There's not much else you can do on your side if you're already sending all those packets to DROP. You can either wait for the storm to pass, or contact your ISP to see if they'll do some filtering upstream from you. How much bandwidth is the DDoS taking-up?
Only 12 mbits at all.
But it takes the whole line down.
I'm not sure our iptables is good enough, but this should block all INCOMMING udp packets?
Yeah, it looks fine to me. Any UDP packets coming into eth0 get sent to the udp_packets chain, where they are sent to ACCEPT if they are --dport 53. Those that aren't --dport 53 get returned to the INPUT chain, where they don't match any other rules (aside from the LOG one) and end-up getting sent to DROP by the INPUT chain's policy.
But if it's bringing your whole connection down then, yeah, it sounds pretty bad.
Quote:
Iptables wont help obviously, guess the only way is to upgrade to a bigger line or adding a hardware firewall?
Upgrading to a bigger line might help, but it depends on the size of the botnet (or whatever) which has you under attack.

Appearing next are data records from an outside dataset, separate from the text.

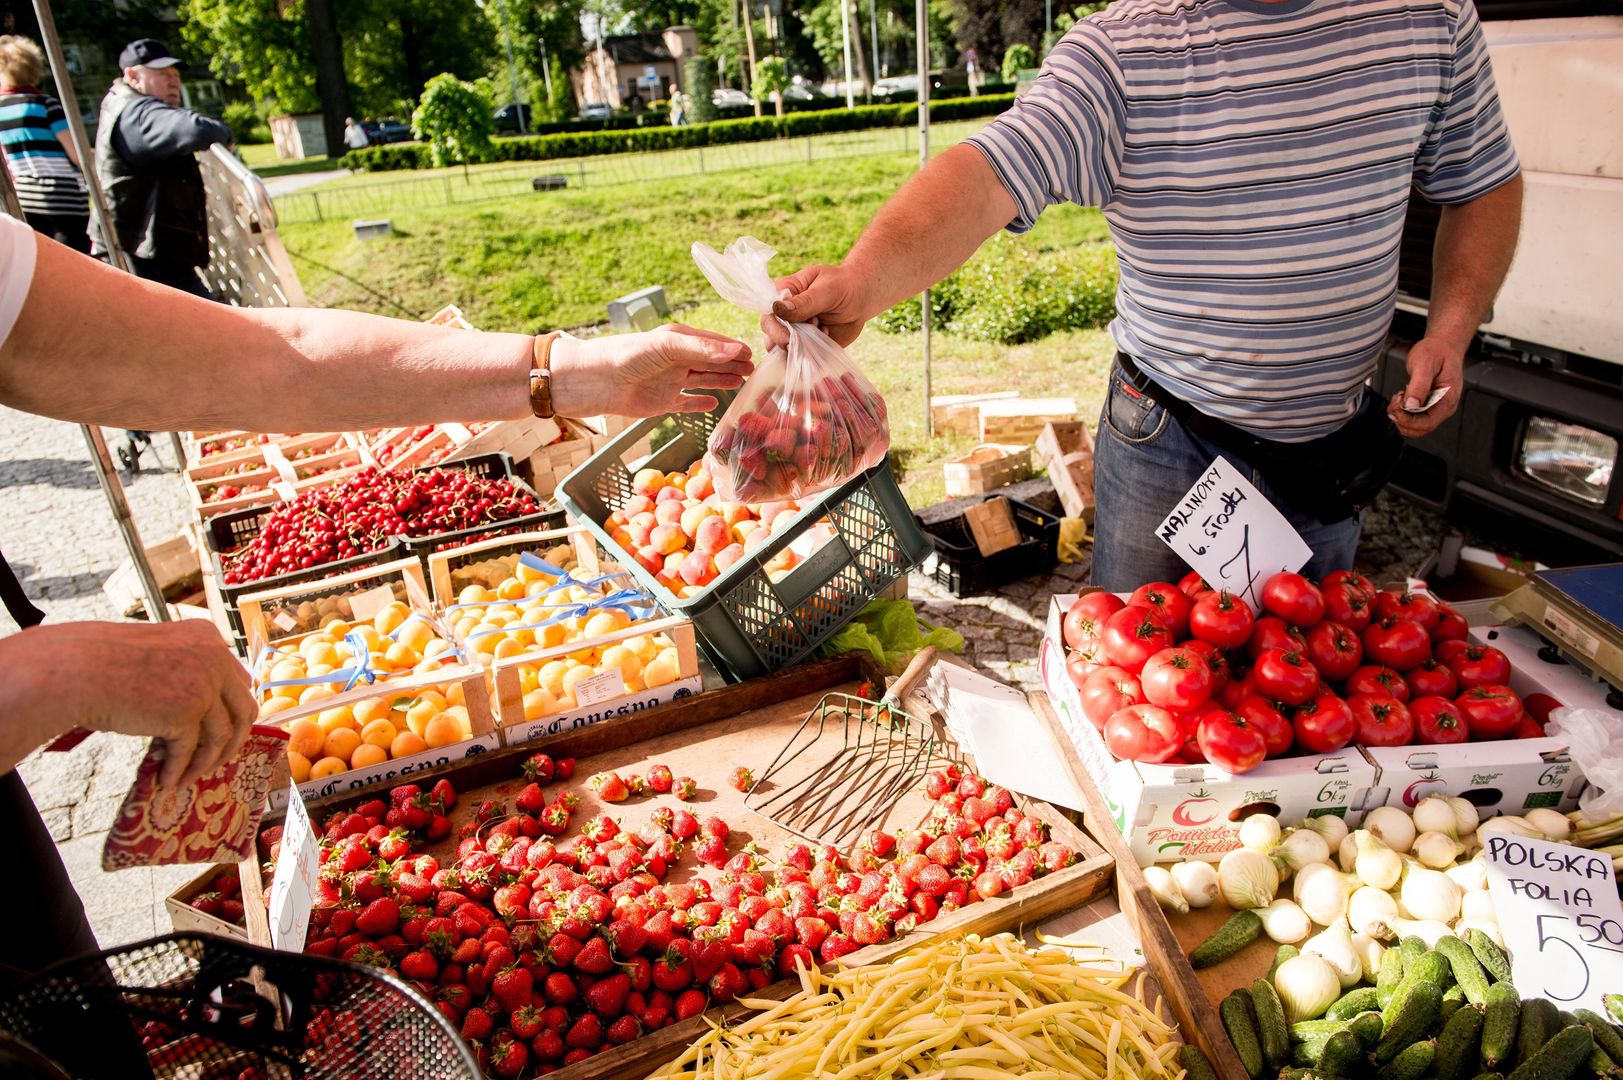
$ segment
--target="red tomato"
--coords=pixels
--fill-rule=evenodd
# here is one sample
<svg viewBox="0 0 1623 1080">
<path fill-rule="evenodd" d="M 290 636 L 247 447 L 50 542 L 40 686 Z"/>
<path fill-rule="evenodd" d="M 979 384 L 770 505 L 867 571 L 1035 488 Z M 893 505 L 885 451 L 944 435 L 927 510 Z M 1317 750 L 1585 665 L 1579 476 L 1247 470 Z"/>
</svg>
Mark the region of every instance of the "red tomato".
<svg viewBox="0 0 1623 1080">
<path fill-rule="evenodd" d="M 1255 625 L 1246 602 L 1232 593 L 1208 592 L 1189 610 L 1189 633 L 1219 649 L 1238 649 Z"/>
<path fill-rule="evenodd" d="M 1065 674 L 1071 677 L 1078 690 L 1087 684 L 1088 677 L 1099 670 L 1099 661 L 1094 653 L 1078 649 L 1065 658 Z"/>
<path fill-rule="evenodd" d="M 1425 593 L 1383 589 L 1375 596 L 1376 619 L 1403 619 L 1408 622 L 1417 622 L 1425 627 L 1428 634 L 1437 626 L 1439 614 L 1437 601 Z"/>
<path fill-rule="evenodd" d="M 1431 656 L 1431 638 L 1417 622 L 1382 619 L 1364 631 L 1364 655 L 1385 667 L 1408 671 Z"/>
<path fill-rule="evenodd" d="M 1082 684 L 1082 715 L 1100 731 L 1112 713 L 1129 705 L 1144 704 L 1144 688 L 1138 676 L 1119 667 L 1102 667 Z"/>
<path fill-rule="evenodd" d="M 1199 570 L 1191 570 L 1178 579 L 1178 590 L 1193 602 L 1211 592 L 1212 587 L 1206 584 L 1206 579 L 1200 576 Z"/>
<path fill-rule="evenodd" d="M 1314 754 L 1333 754 L 1353 741 L 1358 722 L 1352 709 L 1328 690 L 1320 690 L 1291 716 L 1296 741 Z"/>
<path fill-rule="evenodd" d="M 1275 574 L 1262 586 L 1262 606 L 1297 626 L 1312 626 L 1324 618 L 1324 594 L 1301 574 Z"/>
<path fill-rule="evenodd" d="M 1434 640 L 1431 646 L 1431 655 L 1439 663 L 1446 664 L 1470 647 L 1470 642 L 1460 641 L 1458 638 L 1447 638 L 1443 641 Z"/>
<path fill-rule="evenodd" d="M 1251 677 L 1251 673 L 1248 671 L 1238 679 L 1231 676 L 1228 685 L 1224 686 L 1214 696 L 1225 709 L 1233 709 L 1256 692 L 1257 681 Z"/>
<path fill-rule="evenodd" d="M 1269 649 L 1251 669 L 1257 693 L 1286 705 L 1300 705 L 1319 692 L 1319 670 L 1299 652 Z"/>
<path fill-rule="evenodd" d="M 1347 696 L 1354 694 L 1389 694 L 1399 701 L 1409 700 L 1409 684 L 1403 676 L 1389 667 L 1365 664 L 1347 676 Z"/>
<path fill-rule="evenodd" d="M 1465 714 L 1472 742 L 1506 738 L 1522 718 L 1522 699 L 1510 687 L 1495 683 L 1471 687 L 1455 698 L 1454 704 Z"/>
<path fill-rule="evenodd" d="M 1369 625 L 1372 601 L 1364 595 L 1363 590 L 1343 581 L 1339 585 L 1325 585 L 1323 592 L 1326 619 L 1355 632 Z"/>
<path fill-rule="evenodd" d="M 1104 631 L 1106 619 L 1126 606 L 1126 601 L 1115 593 L 1103 590 L 1083 593 L 1071 602 L 1061 620 L 1065 644 L 1073 649 L 1081 648 L 1085 639 L 1098 637 Z"/>
<path fill-rule="evenodd" d="M 1162 649 L 1145 661 L 1139 681 L 1144 699 L 1163 709 L 1193 709 L 1212 696 L 1211 666 L 1188 649 Z"/>
<path fill-rule="evenodd" d="M 1324 580 L 1319 583 L 1319 588 L 1329 591 L 1330 589 L 1338 589 L 1343 585 L 1351 586 L 1355 591 L 1362 593 L 1364 599 L 1369 603 L 1375 602 L 1375 594 L 1379 591 L 1375 588 L 1373 581 L 1356 570 L 1332 570 L 1324 575 Z"/>
<path fill-rule="evenodd" d="M 1206 660 L 1206 666 L 1212 669 L 1212 696 L 1216 697 L 1218 691 L 1229 684 L 1229 657 L 1228 653 L 1219 649 L 1209 641 L 1190 638 L 1180 649 L 1186 649 Z"/>
<path fill-rule="evenodd" d="M 1449 607 L 1447 604 L 1437 605 L 1439 612 L 1437 626 L 1431 632 L 1431 640 L 1437 641 L 1464 641 L 1471 632 L 1471 626 L 1465 621 L 1465 616 Z"/>
<path fill-rule="evenodd" d="M 1140 585 L 1127 600 L 1129 607 L 1136 604 L 1147 607 L 1160 617 L 1168 630 L 1172 631 L 1172 639 L 1181 641 L 1189 636 L 1189 609 L 1193 606 L 1189 597 L 1176 585 L 1166 581 L 1152 581 L 1148 585 Z"/>
<path fill-rule="evenodd" d="M 1561 703 L 1549 694 L 1528 694 L 1522 698 L 1522 708 L 1526 709 L 1527 715 L 1538 724 L 1540 731 L 1543 731 L 1544 725 L 1550 722 L 1550 711 L 1560 707 Z"/>
<path fill-rule="evenodd" d="M 1340 682 L 1364 659 L 1364 643 L 1358 635 L 1329 619 L 1307 632 L 1307 658 L 1328 682 Z"/>
<path fill-rule="evenodd" d="M 1105 657 L 1136 674 L 1144 661 L 1172 644 L 1172 631 L 1154 611 L 1129 604 L 1105 620 L 1103 640 Z"/>
<path fill-rule="evenodd" d="M 1347 699 L 1365 746 L 1407 746 L 1414 742 L 1414 717 L 1390 694 L 1354 694 Z"/>
<path fill-rule="evenodd" d="M 1278 757 L 1290 750 L 1296 737 L 1291 731 L 1290 721 L 1281 716 L 1267 698 L 1252 694 L 1234 706 L 1234 712 L 1262 732 L 1262 737 L 1268 743 L 1269 757 Z"/>
<path fill-rule="evenodd" d="M 1424 660 L 1419 667 L 1403 673 L 1409 684 L 1409 698 L 1419 701 L 1423 697 L 1443 697 L 1452 700 L 1460 692 L 1460 681 L 1446 664 Z"/>
<path fill-rule="evenodd" d="M 1522 713 L 1522 718 L 1516 721 L 1516 732 L 1512 737 L 1517 739 L 1542 739 L 1544 738 L 1544 725 L 1527 713 Z"/>
<path fill-rule="evenodd" d="M 1445 697 L 1429 695 L 1409 702 L 1414 717 L 1415 741 L 1429 744 L 1462 743 L 1471 737 L 1459 706 Z"/>
<path fill-rule="evenodd" d="M 1183 745 L 1178 721 L 1156 705 L 1129 705 L 1105 721 L 1105 745 L 1123 761 L 1165 761 Z"/>
<path fill-rule="evenodd" d="M 1510 658 L 1492 645 L 1467 646 L 1448 661 L 1448 666 L 1459 677 L 1461 690 L 1510 681 Z"/>
<path fill-rule="evenodd" d="M 1262 732 L 1223 708 L 1206 710 L 1195 729 L 1195 741 L 1206 760 L 1226 773 L 1249 772 L 1268 756 Z"/>
<path fill-rule="evenodd" d="M 1251 640 L 1246 643 L 1246 651 L 1253 660 L 1269 649 L 1299 652 L 1305 648 L 1307 635 L 1301 628 L 1273 615 L 1264 615 L 1257 620 L 1257 625 L 1251 631 Z"/>
</svg>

As long as your attacker has more bandwidth than you she can keep denying your services. A "hardware firewall" won't help at all, for the same reasons iptables isn't helping you. No amount of firewalling on your side is going to be of any help. The attack needs to be dealt with further upstream (which normally means at your ISP's routers). It's the nature of a DDoS bandwidth attack.
I'm wondering, because we have 8754.8 packets/sec, and iptables chain blocked only 1292 packets.. even when I block ALL udp packets..

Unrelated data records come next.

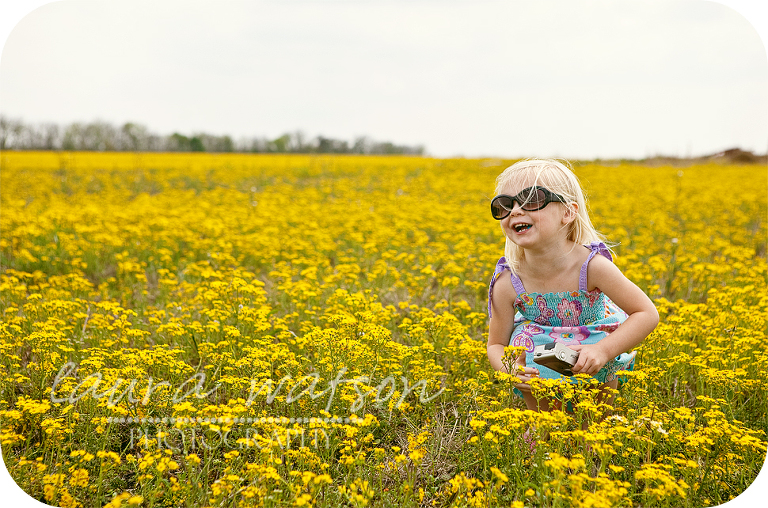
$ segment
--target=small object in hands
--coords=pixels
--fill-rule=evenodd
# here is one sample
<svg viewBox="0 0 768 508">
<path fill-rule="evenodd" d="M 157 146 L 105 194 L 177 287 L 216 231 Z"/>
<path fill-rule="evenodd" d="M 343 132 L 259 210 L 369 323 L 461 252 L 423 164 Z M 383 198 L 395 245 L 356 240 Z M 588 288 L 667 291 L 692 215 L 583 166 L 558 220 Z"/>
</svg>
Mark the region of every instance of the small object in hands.
<svg viewBox="0 0 768 508">
<path fill-rule="evenodd" d="M 533 361 L 555 372 L 573 376 L 573 368 L 579 359 L 579 352 L 559 342 L 550 342 L 536 346 L 533 350 Z"/>
</svg>

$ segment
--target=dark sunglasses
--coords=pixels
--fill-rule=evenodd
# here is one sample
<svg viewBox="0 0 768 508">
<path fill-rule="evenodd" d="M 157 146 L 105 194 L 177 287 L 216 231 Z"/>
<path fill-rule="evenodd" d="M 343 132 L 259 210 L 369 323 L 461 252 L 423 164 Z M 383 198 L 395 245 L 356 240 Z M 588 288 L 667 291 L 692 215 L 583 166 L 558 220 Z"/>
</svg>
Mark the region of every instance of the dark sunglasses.
<svg viewBox="0 0 768 508">
<path fill-rule="evenodd" d="M 491 201 L 491 215 L 496 220 L 505 218 L 512 212 L 515 202 L 526 212 L 535 212 L 555 201 L 560 203 L 566 202 L 563 196 L 555 194 L 544 187 L 528 187 L 520 191 L 517 196 L 499 194 L 493 198 L 493 201 Z"/>
</svg>

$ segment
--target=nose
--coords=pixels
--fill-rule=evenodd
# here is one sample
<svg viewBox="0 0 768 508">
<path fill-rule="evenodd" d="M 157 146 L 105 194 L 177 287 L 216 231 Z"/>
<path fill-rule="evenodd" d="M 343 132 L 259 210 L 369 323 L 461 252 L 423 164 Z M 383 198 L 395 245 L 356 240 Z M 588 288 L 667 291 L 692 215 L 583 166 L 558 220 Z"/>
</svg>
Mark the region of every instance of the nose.
<svg viewBox="0 0 768 508">
<path fill-rule="evenodd" d="M 520 208 L 519 206 L 512 205 L 512 210 L 509 210 L 509 213 L 507 214 L 507 216 L 501 219 L 502 222 L 505 222 L 505 221 L 509 222 L 512 219 L 519 217 L 520 215 L 523 214 L 522 210 L 523 209 Z"/>
<path fill-rule="evenodd" d="M 520 206 L 520 203 L 517 202 L 517 200 L 512 201 L 512 208 L 509 210 L 510 217 L 512 215 L 520 215 L 523 211 L 523 208 Z"/>
</svg>

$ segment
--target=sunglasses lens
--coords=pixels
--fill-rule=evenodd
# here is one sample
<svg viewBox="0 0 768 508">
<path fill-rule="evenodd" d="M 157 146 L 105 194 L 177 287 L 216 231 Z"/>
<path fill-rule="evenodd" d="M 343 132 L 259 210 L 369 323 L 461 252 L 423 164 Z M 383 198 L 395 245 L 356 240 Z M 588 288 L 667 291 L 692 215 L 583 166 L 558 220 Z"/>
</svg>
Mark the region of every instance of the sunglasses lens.
<svg viewBox="0 0 768 508">
<path fill-rule="evenodd" d="M 491 215 L 496 220 L 501 220 L 512 210 L 512 200 L 507 196 L 498 196 L 491 202 Z"/>
<path fill-rule="evenodd" d="M 547 195 L 542 189 L 534 189 L 525 196 L 525 204 L 521 206 L 523 210 L 539 210 L 547 204 Z"/>
</svg>

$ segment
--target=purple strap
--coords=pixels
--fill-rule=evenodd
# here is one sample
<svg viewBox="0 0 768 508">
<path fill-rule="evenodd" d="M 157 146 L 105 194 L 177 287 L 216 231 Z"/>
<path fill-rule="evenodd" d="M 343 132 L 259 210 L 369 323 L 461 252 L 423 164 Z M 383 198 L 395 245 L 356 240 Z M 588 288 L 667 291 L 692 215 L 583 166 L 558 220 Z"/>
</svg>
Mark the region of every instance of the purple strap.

how can that be ? Do the other udp packets never receive iptables ? or do they skip iptables ?
Well, in what you posted you technically weren't blocking "all" UDP packets, since you were indeed sending the DNS (UDP port 53) ones to ACCEPT. So maybe your DNS daemon is getting hit too? Perhaps you are also getting DDoSed by TCP packets? Or perhaps the difference in packet counts can be attributed to normal traffic? Right now I'm not sure what to make of the apparent packet count difference.
I'm not a networking expert, but are you sure those rates youreported are accurate? If you've only got a 12mbit internet line, then you can't be getting 11998.8 kbytes/sec coming in. Are you sure that the rates aren't for the whole network (LAN and WAN)?
I don't think iptables is a limiting factor, but in case it is, you could drop the udp packets earlier (such as explicitly within the udp_packets chain), instead of sending them through the whole input chain and then just using the default rule to drop them at the end. It'd save a bit of cpu time if you dropped them as soon as possible. But as win32sux has said, the only thing you can really do is either ask you isp to drop the traffic, or just weather the attack.